Após isso, Toffoli renegociou os empréstimos com o banco e conseguiu uma redução dos juros originalmente fixados em 1,35% para 1% ao mês, o que lhe garantiu uma economia de R$ 636 mil no total a ser pago ao Mercantil.
Num dos processos sob a relatoria do ministro, o Mercantil busca ressarcimento de valores que afirma ter pago a mais em contribuições ao INSS. O pedido, no entanto, foi negado. Noutro, o Mercantil questiona o aumento de 3% para 4% da alíquota da Cofins para bancos.
Nesse processo consta uma decisão de Toffoli, dada após a concessão dos dois empréstimos. Mesmo sem entrar no mérito do pedido, o ministro sobrestou o andamento do processo afirmando que há casos semelhantes no STF com a chamada repercussão geral. Ou seja, o ministro disse que só daria uma decisão quando a Corte fixar um entendimento sobre o tema.

Salários

O presidente do STF encaminhou ontem à Câmara dos Deputados projeto de lei que amplia o reajuste dos ministros do tribunal e, devido ao efeito cascata, também o de todos os magistrados dos tribunais superiores, da Justiça Federal, do Trabalho e Militar.
Lei aprovada e sancionada no final de 2012 estabelecia um reajuste escalonado para o Judiciário da União, de 5% ao ano, em janeiro de 2013, 2014 e 2015. Para janeiro próximo, está previsto o aumento do salário dos ministros do STF dos atuais R$ 28.059 para R$ 29.462.
Sob o argumento de que é preciso adequar o contracheque dos magistrados “à realidade econômica do país”, Barbosa quer ampliar o reajuste em mais 4,06%, o que elevaria os salários dos ministros para R$ 30.658 em janeiro próximo – -um extra de quase R$ 1.200 ao mês.
Segundo o próprio projeto, o impacto previsto do extra aos cofres públicos é de R$ 150 milhões ao ano.
Barbosa entrou recentemente em conflito aberto com as associações de magistrados ao se colocar contra a criação de mais quatro tribunais regionais federais no país. Entre outros argumentos, afirmou que a criação dos tribunais foi articulada de forma sorrateira pelas associações e representaria um gasto de R$ 8 bilhões ao ano – -as associações contestam esses números.

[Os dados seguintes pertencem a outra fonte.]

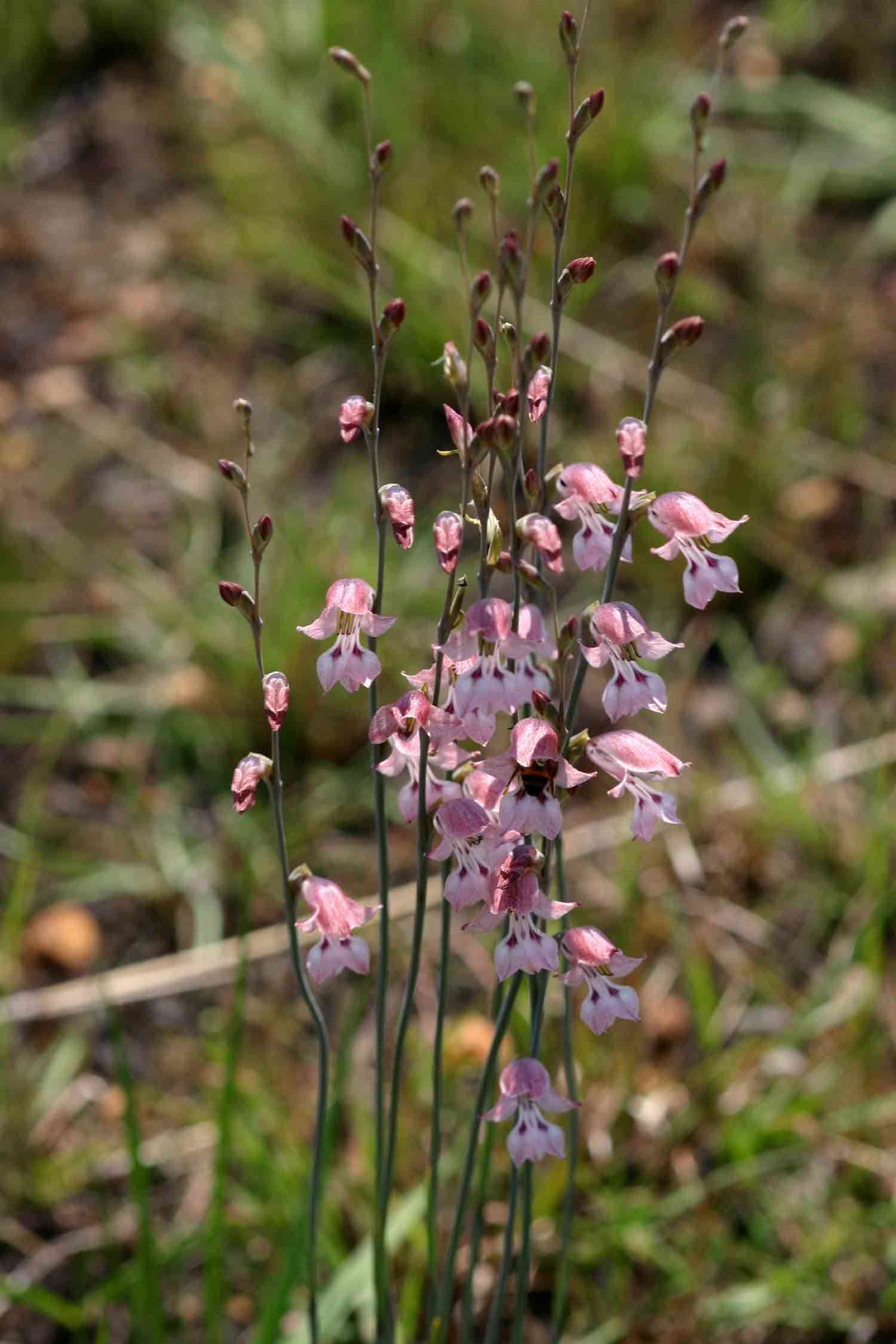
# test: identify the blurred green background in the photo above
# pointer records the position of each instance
(172, 175)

No projeto enviado hoje à Câmara, Barbosa argumenta que o IPCA de 2012, de 5,8%, ficou acima do estimado na época da aprovação da lei, de 4,7%. Além disso, ele quer recuperar a diferença entre os índices pleiteados pelo Judiciário à época da discussão da lei e aqueles que foram efetivamente aprovados pelo Congresso.

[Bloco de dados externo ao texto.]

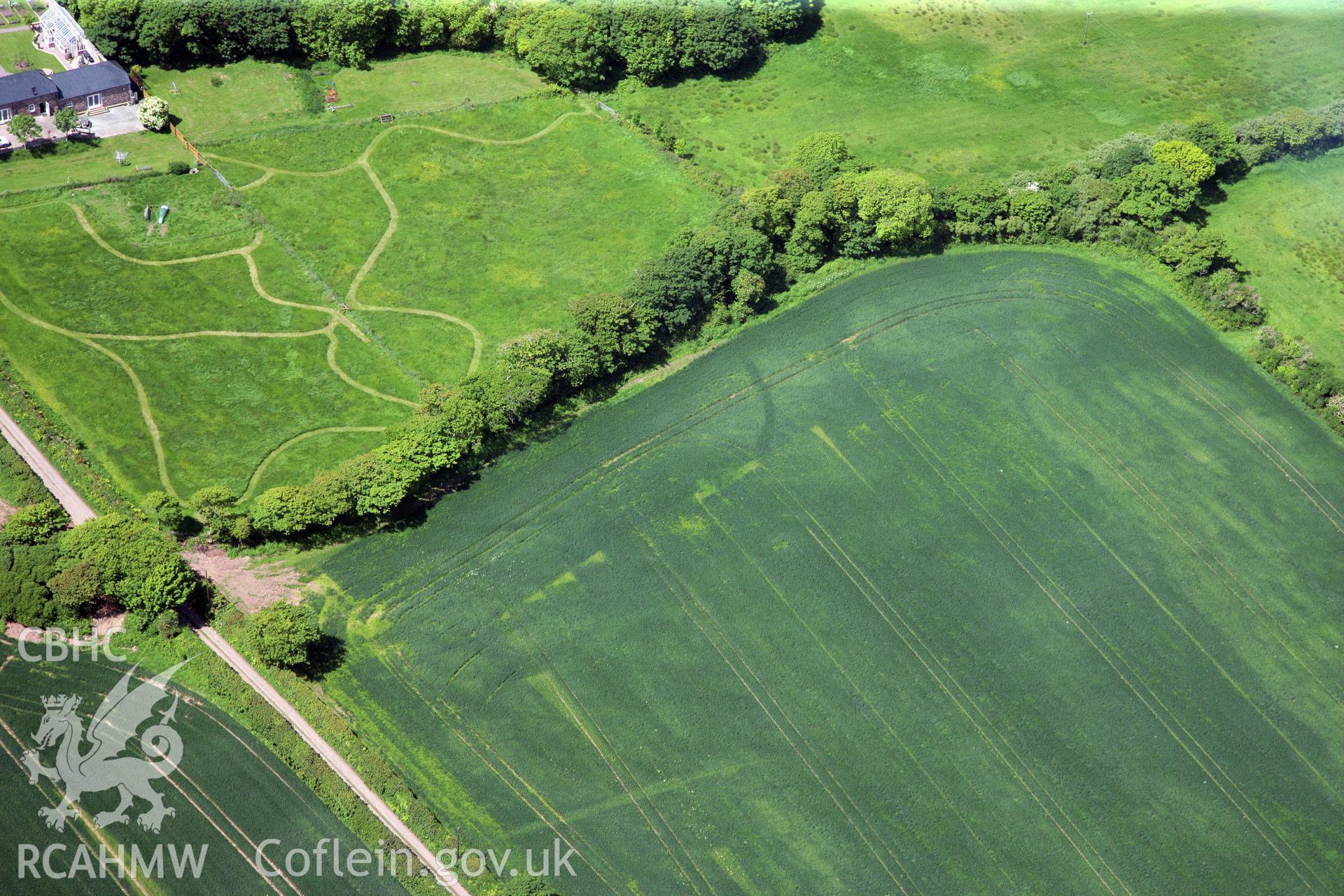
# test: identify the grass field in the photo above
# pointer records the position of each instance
(992, 573)
(222, 101)
(948, 86)
(18, 45)
(273, 331)
(1284, 223)
(229, 796)
(85, 163)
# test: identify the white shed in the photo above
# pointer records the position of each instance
(61, 31)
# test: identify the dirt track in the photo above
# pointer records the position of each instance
(49, 475)
(81, 512)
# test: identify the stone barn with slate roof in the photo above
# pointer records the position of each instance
(93, 88)
(27, 92)
(89, 89)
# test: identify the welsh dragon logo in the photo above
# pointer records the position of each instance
(89, 763)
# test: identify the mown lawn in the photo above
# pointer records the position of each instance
(182, 370)
(73, 163)
(948, 88)
(974, 574)
(1284, 223)
(18, 45)
(229, 794)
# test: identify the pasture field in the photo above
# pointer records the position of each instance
(18, 45)
(217, 102)
(1284, 223)
(944, 88)
(84, 163)
(274, 331)
(990, 573)
(229, 796)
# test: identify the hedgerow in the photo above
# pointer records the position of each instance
(574, 43)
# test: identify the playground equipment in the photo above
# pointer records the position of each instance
(163, 219)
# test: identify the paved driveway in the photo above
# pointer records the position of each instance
(120, 120)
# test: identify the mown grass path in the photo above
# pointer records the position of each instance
(340, 314)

O projeto assinado por Barbosa tem que ser aprovado pela Câmara e pelo Senado para entrar em vigor. Caso isso ocorra, haverá pressão no Congresso para reajustar também os salários de deputados e senadores, já que o entendimento na Casa é o de que os congressistas devem receber os mesmos valores pagos aos ministros do STF.
Em 2011, a presidente Dilma Rousseff e o então presidente do STF, Cezar Peluso – -hoje aposentado- -, entraram em conflito devido ao reajuste do Judiciário. Sob alegação de dificuldades orçamentárias, o governo barrou o reajuste solicitado na ocasião.
O nome do presidente do STF tem sido lembrado como possível postulante à Presidência da República em 2014, embora ele diga não ser candidato e não ter aspirações políticas.